Wallet compromises became the most expensive category, generating more than $444 million in losses from only 33 incidents. Code vulnerabilities remained more common, with 204 cases causing over $151 million. Researchers also found that attackers increasingly target older smart contracts rather than focusing only on new protocols.
Ethereum suffered the largest blockchain-specific losses, with about $522.8 million across 153 events. Multi-chain incidents added another $339.6 million, highlighting risks around bridges, shared infrastructure, and cross-network applications.
Attackers now appear more selective. Instead of running only broad campaigns, they pursue private keys, operational systems, and high-value individuals with prepared social engineering. Security teams must protect human processes and wallet controls as aggressively as they audit smart-contract code.
U.S. Moves $288 Million in Seized Crypto to Coinbase Prime
Wallets linked to the U.S. government transferred nearly $288 million in Bitcoin and Ethereum to Coinbase Prime, prompting speculation that authorities may sell. The movements occurred within half a day, but transactions alone do not reveal their purpose.
A wallet connected to the Ryan Farace darknet case moved 2,875 BTC, worth around $178 million, through a new address before sending the full amount to Coinbase Prime.
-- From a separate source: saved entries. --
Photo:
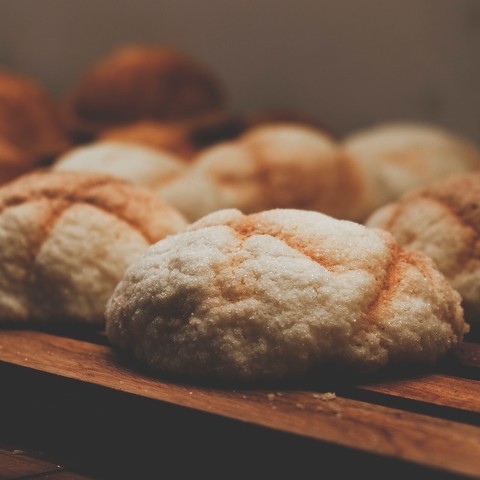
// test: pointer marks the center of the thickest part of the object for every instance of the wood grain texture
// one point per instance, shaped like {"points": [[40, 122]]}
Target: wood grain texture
{"points": [[436, 389], [424, 439]]}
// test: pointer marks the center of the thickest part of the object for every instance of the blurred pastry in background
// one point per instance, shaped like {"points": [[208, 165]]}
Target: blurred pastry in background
{"points": [[13, 161], [29, 119], [269, 166], [139, 164], [443, 221], [185, 139], [140, 82], [66, 239], [242, 122], [279, 294], [395, 157], [287, 165]]}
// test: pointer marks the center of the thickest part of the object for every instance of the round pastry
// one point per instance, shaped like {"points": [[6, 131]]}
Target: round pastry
{"points": [[29, 119], [185, 138], [66, 239], [279, 294], [141, 82], [13, 161], [270, 166], [397, 157], [443, 221], [136, 163], [283, 165]]}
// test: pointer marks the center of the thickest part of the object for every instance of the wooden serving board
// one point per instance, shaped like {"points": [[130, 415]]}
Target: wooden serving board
{"points": [[426, 423]]}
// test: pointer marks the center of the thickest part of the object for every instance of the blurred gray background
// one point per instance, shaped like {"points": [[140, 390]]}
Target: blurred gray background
{"points": [[351, 63]]}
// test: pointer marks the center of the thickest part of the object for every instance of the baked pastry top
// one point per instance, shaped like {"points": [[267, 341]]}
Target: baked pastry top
{"points": [[443, 221], [298, 166], [29, 119], [66, 239], [136, 163], [270, 166], [138, 83], [281, 293]]}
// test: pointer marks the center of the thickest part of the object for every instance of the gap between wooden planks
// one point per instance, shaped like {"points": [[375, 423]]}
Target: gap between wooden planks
{"points": [[423, 439]]}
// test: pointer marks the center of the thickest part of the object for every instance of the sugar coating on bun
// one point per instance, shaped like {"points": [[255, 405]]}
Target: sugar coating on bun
{"points": [[66, 239], [278, 294], [271, 166], [443, 221], [396, 157], [136, 163]]}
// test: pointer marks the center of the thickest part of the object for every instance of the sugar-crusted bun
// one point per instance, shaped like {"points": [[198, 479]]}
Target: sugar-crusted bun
{"points": [[297, 166], [281, 293], [66, 239], [13, 161], [141, 82], [271, 166], [29, 119], [443, 221], [136, 163], [397, 157]]}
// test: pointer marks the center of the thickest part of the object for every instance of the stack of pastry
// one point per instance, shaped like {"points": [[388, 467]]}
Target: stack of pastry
{"points": [[212, 244]]}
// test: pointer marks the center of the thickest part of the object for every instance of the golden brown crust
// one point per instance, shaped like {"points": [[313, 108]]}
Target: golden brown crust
{"points": [[249, 226], [29, 119], [130, 203], [333, 187], [142, 82], [461, 195]]}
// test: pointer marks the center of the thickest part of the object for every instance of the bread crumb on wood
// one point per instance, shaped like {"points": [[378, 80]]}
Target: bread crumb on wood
{"points": [[327, 396]]}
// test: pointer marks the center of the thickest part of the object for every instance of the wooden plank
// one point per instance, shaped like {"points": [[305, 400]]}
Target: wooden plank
{"points": [[438, 389], [468, 354], [15, 464], [422, 439]]}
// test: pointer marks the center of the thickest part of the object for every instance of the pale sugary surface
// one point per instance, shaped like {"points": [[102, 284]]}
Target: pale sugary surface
{"points": [[281, 293], [138, 164], [398, 157], [271, 166], [442, 221], [66, 239]]}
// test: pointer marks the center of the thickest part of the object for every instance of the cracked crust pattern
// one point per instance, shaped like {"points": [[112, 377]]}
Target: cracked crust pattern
{"points": [[281, 293], [271, 166], [66, 240], [443, 221]]}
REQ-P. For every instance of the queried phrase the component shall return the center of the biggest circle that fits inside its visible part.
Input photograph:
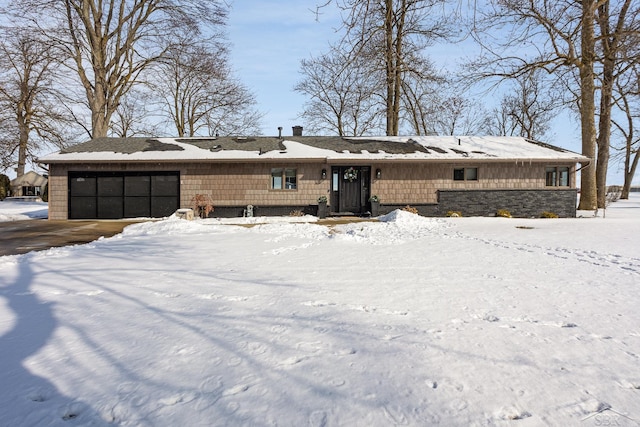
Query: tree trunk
(588, 193)
(390, 64)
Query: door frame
(360, 200)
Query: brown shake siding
(228, 184)
(241, 184)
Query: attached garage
(115, 195)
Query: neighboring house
(31, 184)
(153, 177)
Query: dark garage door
(114, 195)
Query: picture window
(284, 179)
(557, 176)
(465, 174)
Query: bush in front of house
(4, 186)
(410, 209)
(45, 193)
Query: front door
(350, 188)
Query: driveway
(19, 237)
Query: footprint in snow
(512, 414)
(240, 388)
(40, 394)
(395, 414)
(318, 419)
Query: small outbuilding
(154, 177)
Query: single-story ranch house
(108, 178)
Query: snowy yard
(408, 321)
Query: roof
(327, 148)
(30, 178)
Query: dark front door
(350, 188)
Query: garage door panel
(139, 185)
(113, 195)
(110, 207)
(163, 206)
(167, 185)
(137, 207)
(82, 186)
(110, 186)
(82, 207)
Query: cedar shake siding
(432, 174)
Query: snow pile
(396, 227)
(406, 321)
(12, 210)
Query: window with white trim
(465, 174)
(557, 176)
(284, 179)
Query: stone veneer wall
(415, 183)
(520, 203)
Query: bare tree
(552, 36)
(388, 33)
(110, 43)
(29, 115)
(200, 94)
(586, 39)
(619, 26)
(342, 92)
(627, 100)
(132, 117)
(526, 109)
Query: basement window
(284, 179)
(465, 174)
(557, 176)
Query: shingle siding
(232, 186)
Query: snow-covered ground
(408, 321)
(11, 210)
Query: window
(284, 179)
(557, 176)
(465, 174)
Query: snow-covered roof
(419, 148)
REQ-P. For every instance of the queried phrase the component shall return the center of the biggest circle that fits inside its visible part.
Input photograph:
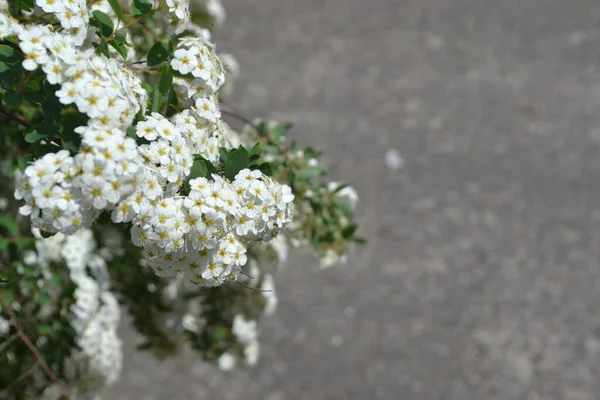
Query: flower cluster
(196, 56)
(203, 235)
(94, 314)
(109, 94)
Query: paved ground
(481, 280)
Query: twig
(240, 117)
(31, 346)
(8, 341)
(13, 117)
(149, 71)
(251, 288)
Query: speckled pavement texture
(481, 279)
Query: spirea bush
(125, 189)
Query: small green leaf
(166, 79)
(24, 161)
(131, 132)
(156, 99)
(348, 231)
(116, 6)
(43, 298)
(144, 346)
(102, 47)
(33, 136)
(10, 76)
(199, 170)
(254, 153)
(9, 225)
(8, 55)
(104, 22)
(237, 160)
(223, 153)
(121, 49)
(44, 329)
(40, 131)
(340, 188)
(12, 99)
(358, 239)
(157, 54)
(218, 334)
(266, 169)
(140, 7)
(281, 128)
(51, 109)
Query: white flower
(226, 362)
(184, 60)
(190, 323)
(4, 326)
(207, 108)
(268, 292)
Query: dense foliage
(126, 189)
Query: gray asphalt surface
(481, 278)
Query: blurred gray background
(481, 278)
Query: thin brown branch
(31, 346)
(240, 117)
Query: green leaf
(69, 122)
(43, 298)
(8, 55)
(166, 79)
(266, 169)
(199, 170)
(281, 128)
(157, 54)
(51, 109)
(116, 6)
(144, 346)
(24, 161)
(44, 329)
(156, 99)
(40, 131)
(311, 172)
(340, 187)
(140, 7)
(33, 136)
(254, 153)
(131, 132)
(121, 49)
(218, 334)
(104, 22)
(358, 239)
(237, 160)
(173, 102)
(9, 224)
(10, 76)
(223, 153)
(348, 231)
(12, 99)
(102, 47)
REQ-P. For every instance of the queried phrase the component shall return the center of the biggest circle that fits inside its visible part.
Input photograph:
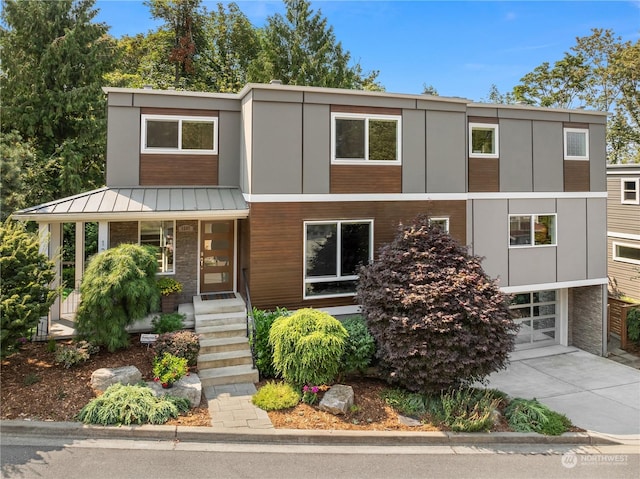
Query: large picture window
(532, 230)
(333, 252)
(358, 138)
(165, 134)
(160, 235)
(483, 140)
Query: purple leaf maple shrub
(438, 320)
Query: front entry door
(216, 256)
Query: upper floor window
(576, 144)
(630, 191)
(160, 235)
(358, 138)
(333, 252)
(440, 222)
(532, 230)
(483, 140)
(170, 134)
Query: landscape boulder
(102, 378)
(188, 387)
(337, 400)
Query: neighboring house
(623, 228)
(293, 187)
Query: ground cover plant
(438, 320)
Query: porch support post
(55, 253)
(103, 235)
(79, 254)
Another wallet tied to the BTC-e exchange followed a similar route with 925.512 BTC valued near $57 million.
A third wallet associated with Oracle employee Brian Krewson sent 30,007 ETH, worth about $53 million, directly to Coinbase Prime. Intermediary addresses can separate seizure wallets from custody accounts and simplify tracking.
Coinbase Prime supports trading, but it also provides custody, financing, and asset management. A deposit therefore does not confirm liquidation. Separate movement of 140.214 BTC between government Coinbase accounts and cold storage suggests that some activity may involve routine custody changes.
Attention increased because a March 2025 executive order placed seized Bitcoin into the U.S. Strategic Bitcoin Reserve and said those holdings should not be sold.
Federal wallets reportedly still control about 324,552 BTC, 28,394 ETH, and more than 145 million USDT. Traders will watch for exchange outflows, stablecoin conversions, or official statements that clarify the next step.
Pi Network Falls to Record Low as Token Unlocks Accelerate
Pi Network’s token dropped another 16% and reached a new all-time low near $0.0814, extending a decline of roughly 97.3% from its $2.98 peak. Rising supply and weak exchange access continue to weigh on a market struggling to attract enough buyers.
More than 3.1 million PI entered circulation during the latest daily unlock, while approximately 103.69 million additional tokens will become available over the coming month. Early miners may sell unlocked balances, especially as the price continues to break previous support levels.
Trading activity supports that concern. Daily volume increased about 169% to more than $21.81 million as the price fell, suggesting that many holders used the increased liquidity to exit rather than accumulate.
Pi Network also remains absent from several leading exchanges, including Binance, Coinbase, and Bybit. The project requires platforms to complete its Know Your Business process, while major exchanges may also want greater transparency, technical stability, and regulatory clarity before adding the asset. OKX and Bitget currently provide PI trading.
The token has now lost the important $0.10 level. Buyers may attempt to defend support near $0.0800, which could keep the price between $0.0800 and $0.0900 in the near term. A clear break below that zone could expose $0.0750.
Pi needs stronger demand, wider access, and credible ecosystem growth before token unlocks stop dominating short-term price action.
This article is not supposed to provide financial advice. Digital assets are risky. Be sure to do your own research and consult your financial advisor before investing.